Guests order wine and cocktails first, then plates of tapas to share. Everything is served on stark, square white plates, and servers bring each person a clean plate to make sharing easier.
Mr. Cardoza hopes to create an atmosphere unlike a bar or restaurant. When people eat at a restaurant, they expect to leave shortly after the meal. In a bar they can linger, but they have trouble finding quality snacks to accompany a drink.
Hence, the tapas bar. And hence Mr. Cardoza’s mantra of late: “It’s more fun to eat in a bar than to drink in a restaurant.”
On a recent Thursday night, Cork was starting to come alive by 6 p.m., an hour after opening time. Seats at the bar filled up, and Rep. Antonio Cabral stopped by to see and be seen.
The basement lounge, which was carved out of the earth by Mr. DeWalt’s renovation crew, is a shadowy, intimate room of tables and upholstered seating. It offers all the wines and cocktails of the main bar, with an abbreviated food menu.
Cork offers occasional special events, such as a five-course wine and tapas tasting, a special Valentine’s dinner with a five-course prix fixe menu, and a “night out with the girls.”
Judi Page, 53, an insurance agent who lives in the South End, has visited Cork four times. When it first opened, she would look into the softly lit windows each evening as she drove home from work on Route 18.
Finally she tried the new bar.
“I love it,” she said. “It’s really pretty, really nice. I’m glad the city did this. We need more like this.”
Cork sits a few steps away from two much older bars, the Cultivator Shoals on Front Street and the National Club on Union Street.

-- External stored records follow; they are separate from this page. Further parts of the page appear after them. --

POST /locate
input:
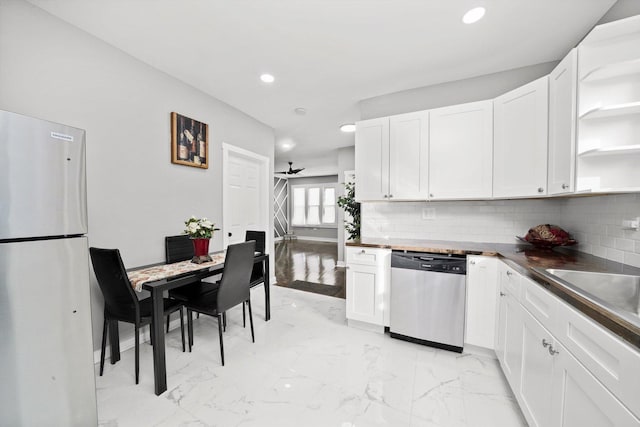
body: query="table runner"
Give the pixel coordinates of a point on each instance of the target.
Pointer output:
(159, 272)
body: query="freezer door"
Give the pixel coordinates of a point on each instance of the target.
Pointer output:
(46, 351)
(42, 178)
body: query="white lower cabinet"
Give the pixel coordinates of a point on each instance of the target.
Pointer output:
(480, 319)
(368, 276)
(509, 325)
(554, 387)
(536, 380)
(579, 399)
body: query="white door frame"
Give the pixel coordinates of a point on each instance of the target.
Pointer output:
(264, 190)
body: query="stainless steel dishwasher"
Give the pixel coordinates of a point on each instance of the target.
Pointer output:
(428, 294)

The opening of the new bar, along with the planned demolition of the Cultivator for condominiums, signals the continuing transformation of that part of the city’s historic district.
Two other nearby bars have changed hands and gone upscale in the last few years, but Ms. Page said the area still makes some visitors uncomfortable because of rough characters hanging out outside some bars.
Tom Bianda and Paula Cabral, a Somerset couple in their 50s, normally go to Providence to socialize but have fallen in love with Cork, visiting eight or 10 times since it opened.
Aside from Adega, the Portuguese restaurant in Goulart Square, New Bedford hasn’t seen the opening of a new upscale eatery in “ages,” Mr. Bianda said.
“The bartender is very friendly,” Ms. Cabral said. “They’re very nice people. They make you want to come back.”
On-street parking can be a challenge, they said, but the Elm Street garage — usually free at night — is a few blocks away at the corner of North Second Street, and Cork offers valet service at the foot of Rose Alley, the small street that runs down from North Water Street.